Less than one-half of one percent of Missouri inmates with a known hep C infection are treated
ST. LOUIS – Today, the Eighth Circuit Court of Appeals affirmed a district court’s certification of a class-action lawsuit against the Missouri Department of Corrections and its private medical provider, Corizon LLC, for their inhumane, unconstitutional treatment of inmates with chronic hepatitis C.
“Class certification allows us to force the prison system to abandon its medically indefensible policy of withholding a cure to a serious, sometimes fatal disease,” said Tony Rothert, legal director, ACLU of Missouri. “Prison officials are causing thousands of inmates unnecessary suffering—and sometimes death.”
More than 4,500 inmates under the supervision, care, and custody of the Missouri Department of Corrections are infected with hepatitis C, the infectious disease that kills the most Americans annually. The exact number of infected inmates is unknown because of lack of routine testing.
Drugs that cure well over 90 percent of hepatitis C infections have been on the market since 2014. Yet, Corizon and the prison system have provided those drugs to less than one-half of one percent of inmates in their custody known to have hepatitis C.

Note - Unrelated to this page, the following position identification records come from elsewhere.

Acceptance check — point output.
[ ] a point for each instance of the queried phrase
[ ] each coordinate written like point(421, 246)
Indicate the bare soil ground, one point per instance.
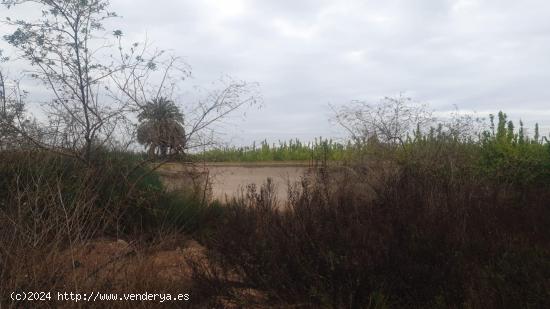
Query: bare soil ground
point(228, 180)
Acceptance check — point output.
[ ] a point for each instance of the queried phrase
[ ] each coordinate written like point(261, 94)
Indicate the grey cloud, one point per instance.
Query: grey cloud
point(479, 55)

In 2016, the Roderick and Solange MacArthur Justice Center (MJC) of Missouri and the ACLU of Missouri jointly filed a lawsuit on behalf of incarcerated Missourians asking for their constitutional and statutory rights to be assessed for life-saving treatment while in prison.
“Not only has the government displayed gross lack of respect for human life and dignity of the people in its care, its actions also sharply increase the cost of treatment the state must pay when their condition worsens,” said Amy Breihan, Director of the MJC’s Missouri office. “They’ve chosen to create a public health emergency among the incarcerated.”
At a time when most cases of hepatitis C have become curable, the Missouri Department of Corrections and Corizon have become even more willfully indifferent to the suffering of the inmates in their care by changing their procedures to ignore current medical standards. As a highly infectious disease, hepatitis C spreads easily in incarcerated populations.
Each day without hep C treatment increases a person’s likelihood of developing chronic liver disease, fibrosis, cirrhosis, liver cancer, painful complications and death from liver failure.